Risk vectors: Over-reliance on AI recommendations in farming contexts where model training data is sparse (new crop varieties, unusual climate conditions) can amplify rather than reduce yield failures. Consolidation of agricultural AI platforms into a small number of providers creates data dependency risks for farmers. The IOD and ENSO climate modelling considerations analysed in Fenrir’s Climate & Markets series are directly relevant to AI agricultural forecasting accuracy.
Education is the sector where AI’s positive access case and its credential disruption risk are most directly in tension. UNESCO estimates a global shortage of 44 million teachers, creating a structural access constraint that cannot be solved by training more teachers in time for current student cohorts. AI tutoring systems offer a partial structural solution: adaptive, patient, available at 2am, capable of explaining the same concept twelve different ways until it registers.

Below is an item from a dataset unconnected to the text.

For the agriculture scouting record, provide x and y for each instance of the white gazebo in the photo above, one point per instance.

Khan Academy’s Khanmigo has demonstrated measurable improvements in student mathematics and reading outcomes in controlled settings. Carnegie Learning’s AI maths tutor is deployed in thousands of US school districts and has produced learning gains significantly above control groups. The democratisation of Socratic tutoring — historically available only to the affluent through private instruction — is one of the most defensible positive externalities of AI deployment. For an analyst covering emerging market consumer or digital infrastructure, the penetration of mobile AI tutoring tools in India, Nigeria, Brazil, and Indonesia represents a multi-decade demand story for connectivity infrastructure.
The disruption risk is genuine and operates on two dimensions. First, AI’s ability to generate passing essays, solve problem sets, and complete assessments on any topic in seconds fundamentally invalidates assessment frameworks designed to measure student effort and understanding. Institutions that respond by redesigning assessments toward judgment, synthesis, and demonstration — rather than merely information retrieval and templated argument — will produce graduates with skills that remain valuable in an AI economy. Institutions that do not will produce graduates whose credential signals are degraded.
Second, the current educational model prepares students to perform tasks that AI will do at a fraction of the cost within their working lifetimes. This is not primarily a skills update problem — it is a purpose re-specification problem. Education systems optimised for producing reliable cognitive workers in stable job categories need to pivot toward producing adaptable, creatively capable, and socially sophisticated individuals whose value is not threatened but enhanced by AI tools. The institutions that achieve this transition fastest will define the talent pipeline for the AI economy.
Risk vectors: Equity in AI-enabled education is deeply uneven — students with home broadband access and modern devices benefit; students without do not, potentially widening existing educational inequality. Algorithmic bias in adaptive learning systems can systematically underestimate potential in students from underrepresented groups if training data reflects prior human biases in assessment. Teacher role redefinition is a major labour market and social change challenge that is proceeding without adequate policy support.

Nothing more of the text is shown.